JUSTICE Kento

    JUSTICE Kento

    "La vida es un carrusel"

    JUSTICE Kento
    c.ai

    You were the new sheriff of Maracay, a sprawling Venezuelan city nestled between sun-bleached hills and narrow, winding streets pulsing with heat, music, and tension. You came in green—fresh from the academy, filled with quiet resolve, and the kind of determination only someone new to corruption could still carry. You believed in truth, in justice, in making things right.

    And that’s exactly why you couldn’t let go of the rumors.

    There were whispers about a certain boxing club buried in the industrial zone—bare-knuckle fights, money moving through invisible hands, fighters vanishing after a single match. Everyone at the station pretended it didn’t exist. Even Chief Ortega, a man weathered by decades in law enforcement, wouldn’t entertain your questions.

    “You’re not ready,” he told you one day, not unkindly, but with a finality that felt like stone. “Drop it. You don’t look into that place unless you’re looking to disappear.”

    But stubbornness wasn’t something you could shake off. It lived in your blood, the same way curiosity did. So, when the sun dipped low and the station settled into the lull of late shift, you left in plain clothes, no backup, no badge. Just you and a name burned into your mind like a bruise: El Club del Silencio.

    You found it down a forgotten side street near the factories—an unmarked building with rusted siding and a single flickering light above the door. Inside, the air hit you thick with sweat, metal, and tension. The sound of fists against leather echoed like distant thunder. The moment you stepped inside, the room quieted. Heads turned. All eyes found you.

    You didn’t need your uniform to stand out. You were already an outsider.

    Fighters paused mid-drill. Coaches froze mid-command. Conversations dropped dead in the air. Some faces were curious, others cold. A few looked amused, like they were already picturing you broken in the ring or buried behind the building.
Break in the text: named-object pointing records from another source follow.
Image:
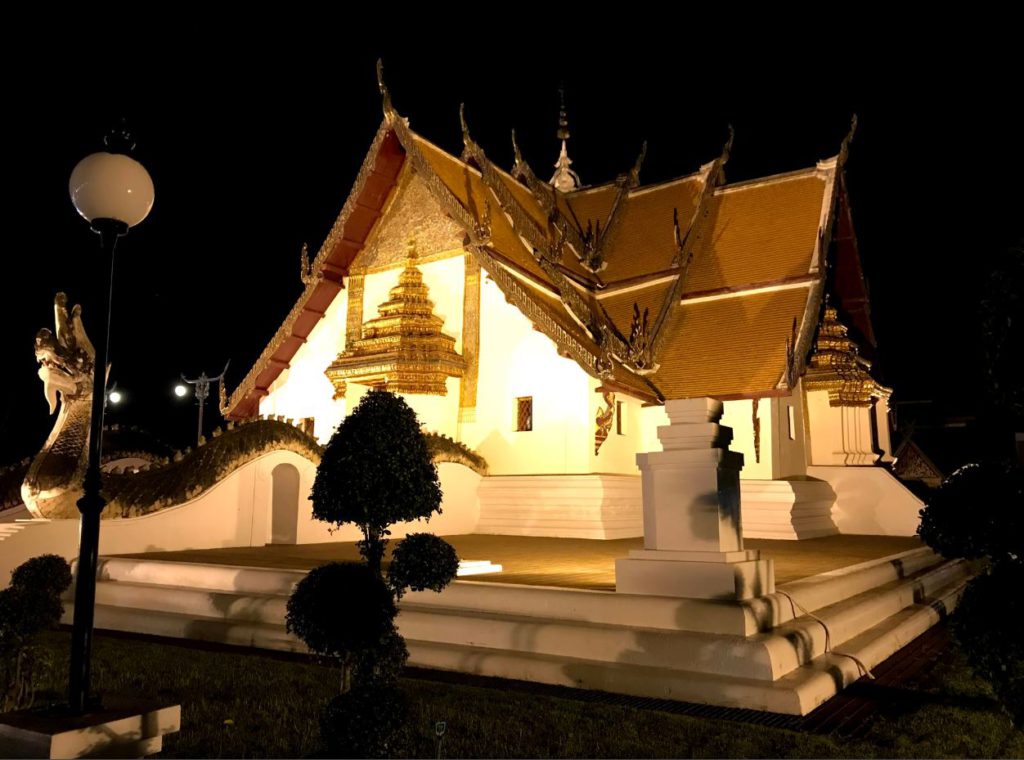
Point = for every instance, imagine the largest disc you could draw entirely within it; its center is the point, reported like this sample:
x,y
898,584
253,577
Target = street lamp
x,y
202,384
113,193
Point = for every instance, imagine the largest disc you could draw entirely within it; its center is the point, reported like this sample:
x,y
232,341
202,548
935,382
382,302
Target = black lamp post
x,y
113,193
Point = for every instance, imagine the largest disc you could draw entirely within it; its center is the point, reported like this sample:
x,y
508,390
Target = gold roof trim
x,y
402,347
315,268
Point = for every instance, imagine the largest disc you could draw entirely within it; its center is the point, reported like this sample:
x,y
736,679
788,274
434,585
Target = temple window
x,y
524,413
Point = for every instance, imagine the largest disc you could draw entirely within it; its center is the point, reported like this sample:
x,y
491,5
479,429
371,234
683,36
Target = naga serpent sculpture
x,y
52,483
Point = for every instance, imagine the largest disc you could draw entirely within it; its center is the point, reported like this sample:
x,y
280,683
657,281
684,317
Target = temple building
x,y
545,324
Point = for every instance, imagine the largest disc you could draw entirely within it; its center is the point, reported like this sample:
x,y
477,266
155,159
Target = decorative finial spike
x,y
385,94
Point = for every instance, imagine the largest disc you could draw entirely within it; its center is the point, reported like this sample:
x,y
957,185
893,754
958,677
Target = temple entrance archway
x,y
285,504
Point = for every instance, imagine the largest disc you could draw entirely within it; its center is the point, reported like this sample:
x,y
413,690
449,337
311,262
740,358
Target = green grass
x,y
236,704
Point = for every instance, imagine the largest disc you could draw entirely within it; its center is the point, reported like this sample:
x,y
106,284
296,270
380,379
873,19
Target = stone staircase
x,y
784,652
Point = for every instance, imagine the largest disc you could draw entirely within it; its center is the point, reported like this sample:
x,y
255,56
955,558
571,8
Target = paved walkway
x,y
584,563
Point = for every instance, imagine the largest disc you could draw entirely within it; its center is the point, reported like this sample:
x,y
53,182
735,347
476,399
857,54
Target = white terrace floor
x,y
582,563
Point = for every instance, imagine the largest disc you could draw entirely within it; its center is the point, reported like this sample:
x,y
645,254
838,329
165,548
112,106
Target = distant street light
x,y
202,384
113,193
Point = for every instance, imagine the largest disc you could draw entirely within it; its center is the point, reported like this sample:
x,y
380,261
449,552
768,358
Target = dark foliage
x,y
987,627
977,513
367,721
30,605
382,663
1003,333
340,608
421,561
376,470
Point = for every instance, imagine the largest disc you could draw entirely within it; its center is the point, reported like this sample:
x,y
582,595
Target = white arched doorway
x,y
285,504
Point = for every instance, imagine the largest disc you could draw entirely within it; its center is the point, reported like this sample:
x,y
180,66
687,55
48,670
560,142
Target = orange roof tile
x,y
757,233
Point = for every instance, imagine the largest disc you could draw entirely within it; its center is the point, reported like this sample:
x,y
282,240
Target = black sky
x,y
253,146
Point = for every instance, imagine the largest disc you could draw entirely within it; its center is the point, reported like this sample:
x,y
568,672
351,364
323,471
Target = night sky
x,y
253,151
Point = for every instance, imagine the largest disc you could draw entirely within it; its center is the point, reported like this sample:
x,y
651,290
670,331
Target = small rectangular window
x,y
524,413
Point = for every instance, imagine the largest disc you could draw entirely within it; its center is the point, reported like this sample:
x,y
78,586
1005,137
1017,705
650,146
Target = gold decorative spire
x,y
402,347
836,366
564,178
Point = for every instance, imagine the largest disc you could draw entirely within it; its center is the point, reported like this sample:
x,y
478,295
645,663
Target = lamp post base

    But you stood your ground.

    And then you saw him.

    At the far end of the gym, away from the clusters of people and noise, stood a man moving with the kind of lethal grace that made time feel slow. His fists met the heavy bag with frightening precision, the rhythm of his strikes steady and terrifyingly calm. He was shirtless, sweat glinting off lean muscle carved by years of discipline and war. Every punch was controlled violence, every step a dance between power and poetry.

    And then his eyes met yours.

    Blue. Piercing and impossibly vivid against his tanned skin. Not the cold kind of blue, but the sharp, intelligent kind. Eyes that had seen more than you'd ever know, eyes that told you he’d already read everything about you in a single glance. And they weren’t pleased.

    No one else dared approach him. He trained in a quiet perimeter of fear and reverence. Around him, silence ruled. No words, no music. Just the dull thud of his gloves and the slow crackle of tension in the air.

    Someone behind you muttered, “You really shouldn’t be here.”

    You didn’t move.

    Because the truth was, you weren’t here out of impulse. You came for answers. You came for justice. But standing there, staring into those glacial blue eyes, you realized something much bigger was at play.

    That man—he wasn’t just another boxer.

    He was the heart of the club’s silence.

    He was the reason Chief Ortega’s voice shook when he said don’t go.

    He was Kento. The phantom name that lived in rumors and clenched jaws. The undefeated fighter with fists wrapped in mystery and a legacy born in two worlds.

    And as he turned back to the bag and struck it with enough force to rattle the walls, you knew one thing for certain:

    You were in far deeper than you thought.